Further, the company borrowed the entire $3 billion under its revolving credit facility in March due to the pandemic-related uncertainty. However, the company repaid this amount in June and had $3 billion available under the revolving credit agreement as of Jun 30, 2020. Further, Altria issued long-term senior unsecured notes with a total principal amount of $2 billion in May.

At the end of the second quarter, the company had a cash balance of $4.8 billion, which came down to $3 billion after paying out dividends for July as well as taxes.
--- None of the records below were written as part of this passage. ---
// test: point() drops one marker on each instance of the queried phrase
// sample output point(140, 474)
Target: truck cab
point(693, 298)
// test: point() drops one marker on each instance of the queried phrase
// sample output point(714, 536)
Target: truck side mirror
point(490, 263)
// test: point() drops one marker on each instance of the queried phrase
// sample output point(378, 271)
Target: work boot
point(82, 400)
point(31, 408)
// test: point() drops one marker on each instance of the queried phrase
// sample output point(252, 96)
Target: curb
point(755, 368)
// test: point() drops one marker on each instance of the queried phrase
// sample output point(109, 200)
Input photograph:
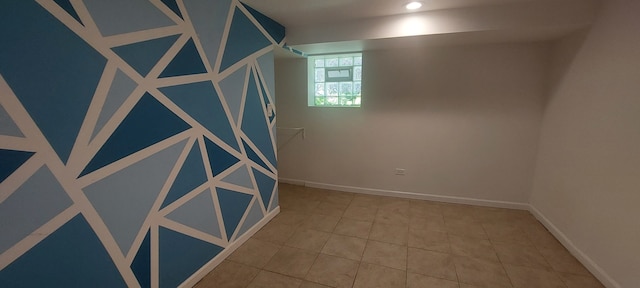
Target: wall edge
point(207, 268)
point(591, 265)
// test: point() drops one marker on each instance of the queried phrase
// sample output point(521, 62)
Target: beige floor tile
point(320, 222)
point(481, 272)
point(395, 234)
point(385, 254)
point(429, 240)
point(527, 277)
point(464, 228)
point(429, 263)
point(309, 284)
point(464, 285)
point(580, 281)
point(345, 246)
point(420, 281)
point(395, 204)
point(473, 247)
point(341, 198)
point(562, 261)
point(460, 212)
point(299, 205)
point(366, 201)
point(329, 209)
point(311, 240)
point(355, 228)
point(333, 271)
point(431, 223)
point(290, 218)
point(268, 279)
point(360, 213)
point(520, 255)
point(375, 276)
point(392, 217)
point(229, 274)
point(275, 233)
point(506, 233)
point(291, 261)
point(255, 253)
point(420, 208)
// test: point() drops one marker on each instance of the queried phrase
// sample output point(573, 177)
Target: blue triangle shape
point(38, 200)
point(219, 159)
point(141, 265)
point(143, 56)
point(267, 66)
point(198, 213)
point(265, 186)
point(232, 88)
point(7, 126)
point(253, 156)
point(11, 161)
point(72, 256)
point(254, 123)
point(266, 99)
point(173, 6)
point(276, 200)
point(66, 67)
point(121, 87)
point(149, 122)
point(209, 20)
point(191, 175)
point(181, 256)
point(124, 199)
point(186, 62)
point(254, 216)
point(244, 39)
point(275, 29)
point(239, 177)
point(66, 5)
point(200, 100)
point(232, 205)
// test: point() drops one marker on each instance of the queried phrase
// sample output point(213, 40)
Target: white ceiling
point(328, 26)
point(308, 12)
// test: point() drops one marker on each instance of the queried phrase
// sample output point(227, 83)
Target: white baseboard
point(594, 268)
point(409, 195)
point(292, 181)
point(191, 281)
The company remains focused on having a higher than normal cash balance to protect financial flexibility. Capital expenditures in 2020 are still envisioned in the range of $200-$250 million.
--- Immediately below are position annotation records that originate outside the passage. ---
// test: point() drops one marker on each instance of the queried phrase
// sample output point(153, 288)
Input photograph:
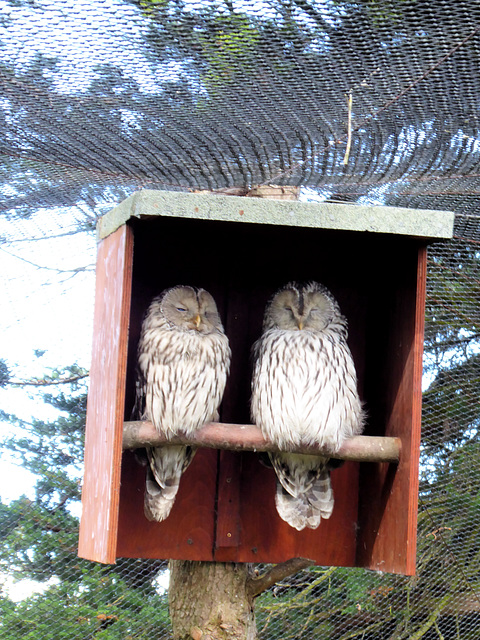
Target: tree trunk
point(211, 601)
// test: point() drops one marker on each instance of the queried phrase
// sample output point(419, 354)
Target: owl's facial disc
point(297, 311)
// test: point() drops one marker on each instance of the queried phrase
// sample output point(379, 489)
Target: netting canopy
point(360, 101)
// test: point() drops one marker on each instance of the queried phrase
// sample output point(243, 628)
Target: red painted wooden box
point(241, 250)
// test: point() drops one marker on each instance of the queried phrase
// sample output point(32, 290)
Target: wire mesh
point(99, 99)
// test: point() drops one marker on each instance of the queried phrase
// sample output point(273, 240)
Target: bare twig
point(259, 584)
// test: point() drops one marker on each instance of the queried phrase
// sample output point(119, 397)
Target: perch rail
point(247, 437)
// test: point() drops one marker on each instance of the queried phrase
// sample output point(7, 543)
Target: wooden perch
point(248, 437)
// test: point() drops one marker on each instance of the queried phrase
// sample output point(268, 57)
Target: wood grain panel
point(389, 493)
point(105, 407)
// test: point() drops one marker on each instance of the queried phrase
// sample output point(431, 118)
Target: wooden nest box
point(242, 250)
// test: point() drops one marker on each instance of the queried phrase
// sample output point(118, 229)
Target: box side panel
point(388, 492)
point(105, 406)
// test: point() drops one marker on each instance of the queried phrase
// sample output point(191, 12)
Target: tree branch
point(258, 584)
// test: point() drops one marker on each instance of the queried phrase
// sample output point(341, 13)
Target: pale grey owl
point(183, 363)
point(304, 391)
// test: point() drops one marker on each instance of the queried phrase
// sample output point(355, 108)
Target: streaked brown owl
point(304, 391)
point(183, 363)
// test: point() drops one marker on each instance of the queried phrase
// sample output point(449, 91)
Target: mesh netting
point(361, 101)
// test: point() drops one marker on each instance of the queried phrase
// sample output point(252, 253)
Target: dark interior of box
point(373, 277)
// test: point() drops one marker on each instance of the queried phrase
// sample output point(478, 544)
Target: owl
point(304, 392)
point(182, 367)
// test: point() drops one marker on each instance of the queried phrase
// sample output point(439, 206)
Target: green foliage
point(38, 540)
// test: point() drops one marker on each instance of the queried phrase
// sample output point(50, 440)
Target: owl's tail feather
point(166, 465)
point(303, 496)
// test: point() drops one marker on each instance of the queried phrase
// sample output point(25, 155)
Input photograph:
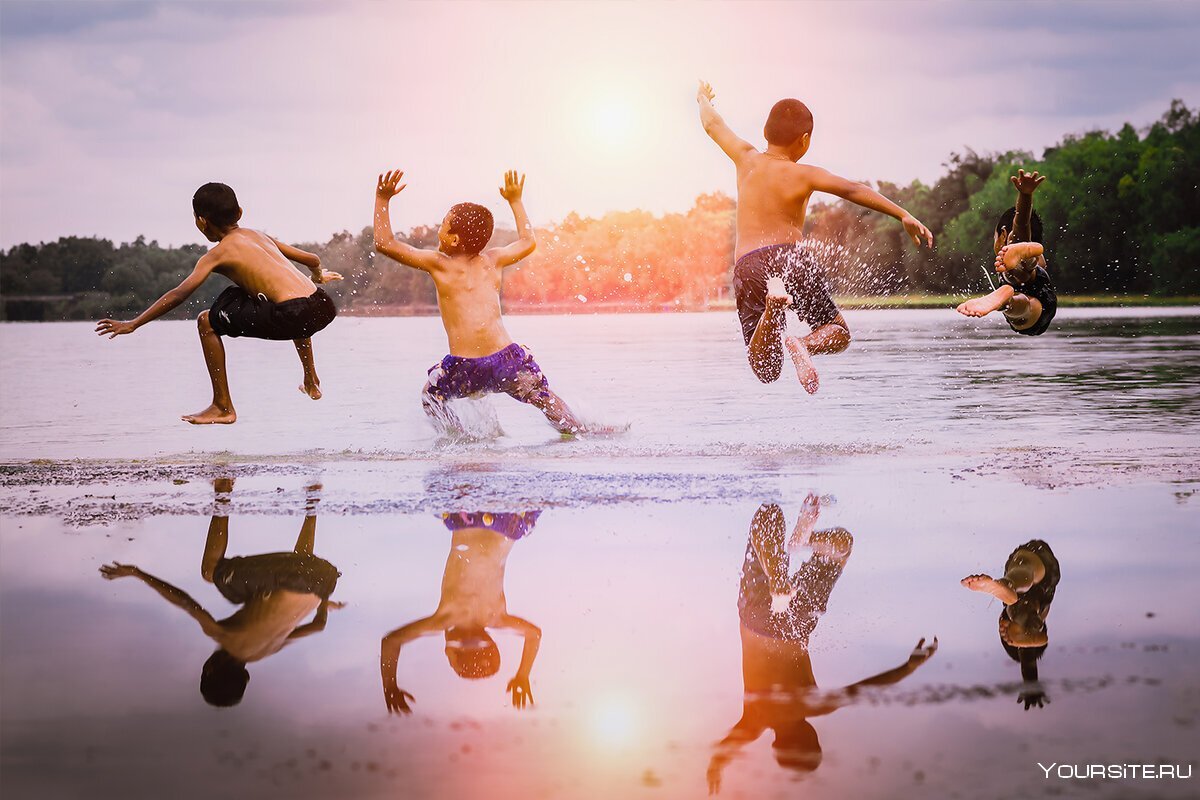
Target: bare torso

Other Developments & Guidance

Management stated that Altria has incurred pre-tax charges worth $50 million till now, related to COVID-19. These include costs related to PPE, increased pay and health screenings, among others. However, Altria noted that until now, its tobacco business has not witnessed any material disruption related to the government’s restrictions on consumer movements and business operations. Most of the retail stores where the company’s products are sold (like convenience stores) have been considered as essential businesses and remain open. Further, PM USA re-opened its IQOS boutiques in Richmond and Atlanta in June.

Talking of the IQOS, the FDA approved the marketing of IQOS and HeatSticks as Modified Risk Tobacco Products in July. Also, in the month, PM USA launched IQOS in Charlotte and expects to sell HeatSticks in more than 700 stores across Atlanta, Richmond and Charlotte by August-end. Additionally, PM USA intends to expand IQOS to four new markets, tie-up with trade retailers for its greater availability and expand the distribution of HeatSticks.  With regards to on!, Helix submitted a PMTA with the FDA in May for all 35 on! SKUs. The PMTA is currently under review.

All said, Altria envisions adjusted earnings per share for 2020 in the range of $4.21-$4.38, indicating 0-4% growth from the year-ago period’s $4.21. The company now anticipates the domestic cigarette industry to drop 2-2.5% (on an adjusted basis) compared with a 4-6% decline expected earlier. This guidance is based on the better year-to-date industry trends and anticipations of continued buoyancy in the category.  However, management will continue to analyze the scenario for adult tobacco consumers based on factors such as unemployment rates, purchasing behavior and disposable income, among others.

We note that shares of this Zacks Rank #3 (Hold) company have gained 4.1% in the past three months against the industry’s decline of 3.4%.